In at number two, but ultimately the number one genuine cat breed on the list is the Savannah cat, the true face of the Ashera! Savannah cats can change hands for up to £25,000, depending on the strain of Savannah cat involved. The Savannah is produced from the cross breeding of a domestic cat with a wild African Serval. Savannah cats that are close to the 50:50 domestic-Serval split, such as first and second generation crosses are highly sought after, very unusual and very expensive. Savannah cats further removed from the wild side of their ancestry by later generational crosses come in lower down the price scale, and generations more than five steps removed from the Serval side can sometimes be bought for under £1,000.
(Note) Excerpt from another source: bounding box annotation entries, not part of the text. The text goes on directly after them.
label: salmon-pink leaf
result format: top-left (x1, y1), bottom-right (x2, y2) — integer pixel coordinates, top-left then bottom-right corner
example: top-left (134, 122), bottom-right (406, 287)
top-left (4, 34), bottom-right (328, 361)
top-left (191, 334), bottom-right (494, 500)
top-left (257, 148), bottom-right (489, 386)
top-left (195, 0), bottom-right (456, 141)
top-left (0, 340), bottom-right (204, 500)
The Bengal cat breed is another hybrid with a wild ancestor, being the Asian leopard cat in this case. Top quality Bengal cats with prized markings can change hands for up to £10,000 at the top end of the scale. While the Bengal cat is not one of the most common cat breeds you will see within the UK, there are nevertheless a significant number of them around. The highest priced Bengals generally come in at the top end of the price scale thanks to their appearance and markings, rather than due to an innate rarity or close relation to their wild relatives.
The hairless Peterbald cat is a very young breed, with the first examples of the Peterbald seen in St. Petersburg in Russia in 1994, which was achieved from the crossing of a Sphynx cat and a Russian Shorthair cat. The highly appealing, very friendly and sociable Peterbald not only looks unusual, but makes for a great companion cat that really enjoys the company of people. The Peterbald’s high price tag comes about due to the rarity of the breed and the small number of Peterbald cats within the UK, and to buy one (if you can find one offered for sale!) will set you back up to £7,000.
The Persian is one of the most popular pedigree cat breeds kept within the UK, and there is no shortage of Persian cats around! Prices for pedigree Persian cats can vary greatly, ranging from under £1,000 up to £6,000 or more at the top end of the scale. The most highly prized Persian cats are the ones that are considered to be the absolute pinnacle of the breed standard, with an absolutely textbook appearance, colour and temperament.
Just as the sale price of the Persian cat can vary widely, so can the perceived show quality of the cat. So while Persians at the top end of the scale may cost more than the average second hand car, if you are not overly fussed about the show quality of your cat, buying a companion Persian won’t break the bank.